Gabriele Veneziano

Gabriele Veneziano ( born September 7, 1942 in Florence ) is an Italian physicist who is regarded as one of the founders of string theory.

Life and work

Until 1965, Veneziano studied physics in Florence. He was then a PhD for further studies from 1966 to 1968 at the Weizmann Institute in Rehovot, Israel in 1967. From 1968 to 1972 he was a post-doc and "visiting associate professor" at MIT and then back to the Weizmann Institute. He was from 1975 to 1977 full professor. Since 1976 he conducts research at CERN since 1977 as " senior staff member" and was between 1994 and 1996 director of the theoretical division. He also took 2004 an offer of a professorship at the Collège de France.

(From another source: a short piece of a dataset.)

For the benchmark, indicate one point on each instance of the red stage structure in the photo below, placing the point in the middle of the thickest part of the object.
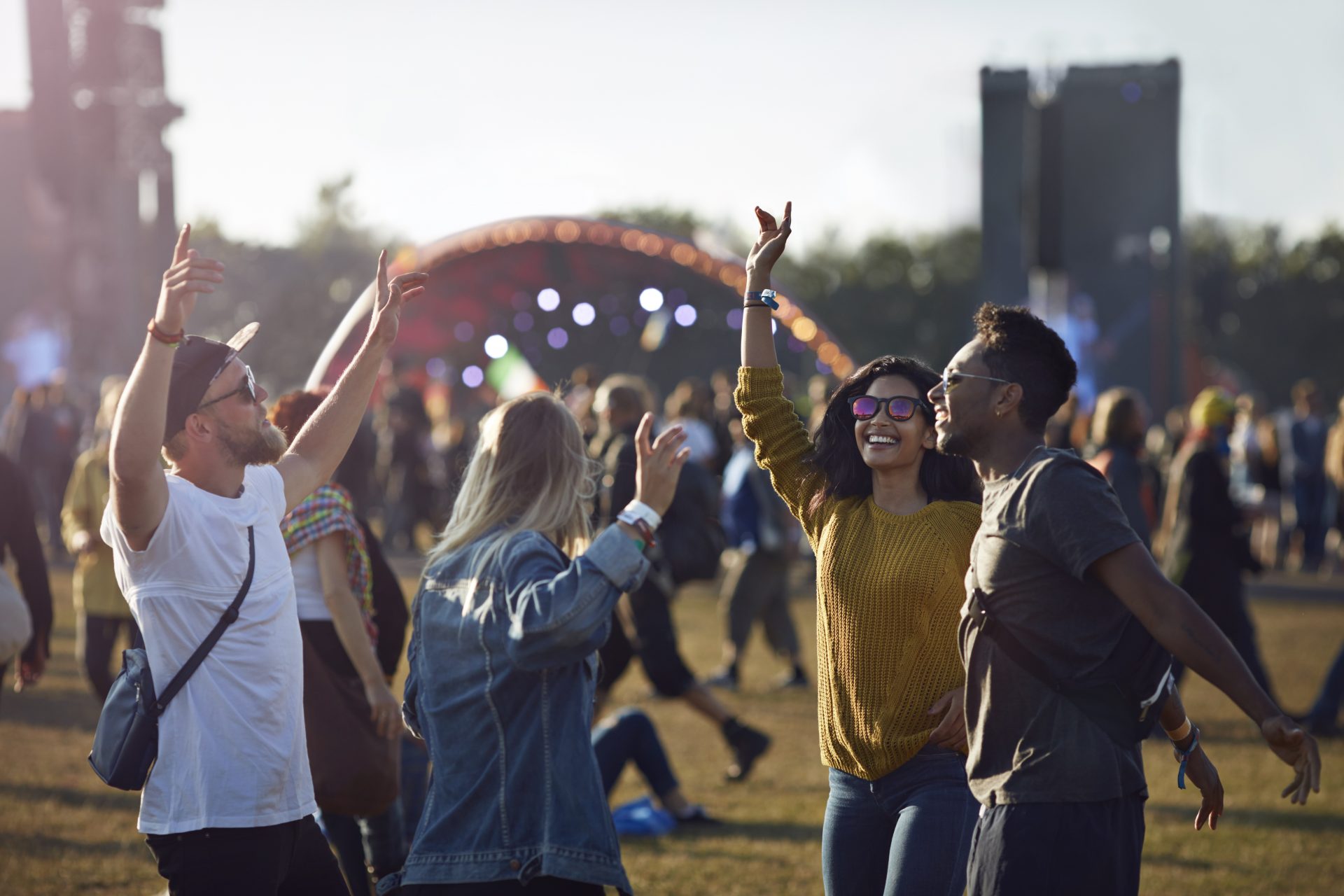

At CERN, he also led in 1968 his most famous work, which made ​​him the "father" of string theory. He found a formula for scattering amplitudes of resonances of the strong interaction, which used the classical Euler beta function and a duality expressed ( Veneziano amplitude ). After the mid-1970s turned out that the quantum theory of strings only exists in higher dimensions and not, as originally hoped as a theory of the strong interaction was concerned, to Veneziano's interest shifted to the quantum chromodynamics. From the 1990s he worked for example with string theory quantum cosmology, in which he examined the problem of singularities of black holes and the cosmological Big Bang.

Veneziano 's 2002 Member of the French Academy of Sciences and, since 1996, the Accademia dei Lincei. He received the Russian Pomeranchuk Prize ( 1999), the Dannie Heineman Prize for Mathematical Physics ( 2004), the Albert Einstein Medal (2006), the Oskar Klein Medal ( 2007) and the Premio Enrico Fermi (2005 ). In 2000 he received the Gold Medal of the Italian Republic and was founded in 2007 Commendatore al Merito della Repubblica Italiana.

He is married to the Parisian professor of psycholinguistics Edy Pacifici since 1966 and the couple have two daughters.